06 outubro 2016

5 de outubro e António Guterres



Celebrou-se ontem o aniversário da Implantação da República e a data dificilmente poderia ter sido melhor festejada. A efeméride voltou a ser comemorada com a dignidade merecida, após quatro anos de interregno, provocados pela política cega do anterior executivo do PSD e do CDS que fizeram tábua rasa da história de Portugal e aboliram o feriado que marcava uma das datas mais importantes do nosso país. Ao mesmo tempo, António Guterres ganhava a corrida para Secretário-geral das Nações Unidas.

Em Lisboa, as comemorações oficiais voltaram à Praça do Município, onde há 106 anos José Relvas fez a proclamação da República. Este ano, foi um presidente incomparavelmente menos crispado e mais próximo das pessoas quem presidiu às cerimónias. Marcelo Rebelo de Sousa fez o elogio do regime republicano, alicerce da democracia, e manifestou confiança de que Portugal continuará a vencer os desafios que ainda tem pela frente. No seu discurso, o Presidente da República apelou à classe política para um esforço continuado no estender de pontes com a população. E pediu a quem exerce o poder para dar exemplo de " humildade, de proximidade, de frugalidade, de independência, de serviço pelos outros, de todos os outros, mas com natural atenção aos mais pobres, carenciados, excluídos".
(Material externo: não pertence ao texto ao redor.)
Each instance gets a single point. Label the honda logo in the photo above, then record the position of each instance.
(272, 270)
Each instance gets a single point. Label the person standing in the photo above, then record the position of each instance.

Revejo-me por inteiro nas palavras do Presidente da República, e estou à vontade para o dizer até pelas diferenças políticas que nos separam. Mas sejamos justos: Marcelo Rebelo de Sousa tem exercido um mandato muito próximo das pessoas, criando empatia com uma franja importante da população. Aliás, uma decisão do Presidente que quero aqui saudar é a condecoração que atribuiu a algumas personalidades da vida pública portuguesa, entre as quais Manuel Alegre (agraciado com a Grã-Cruz da Ordem do Infante D. Henrique), a quem também deixo aqui um abraço fraterno de amizade e de felicitações.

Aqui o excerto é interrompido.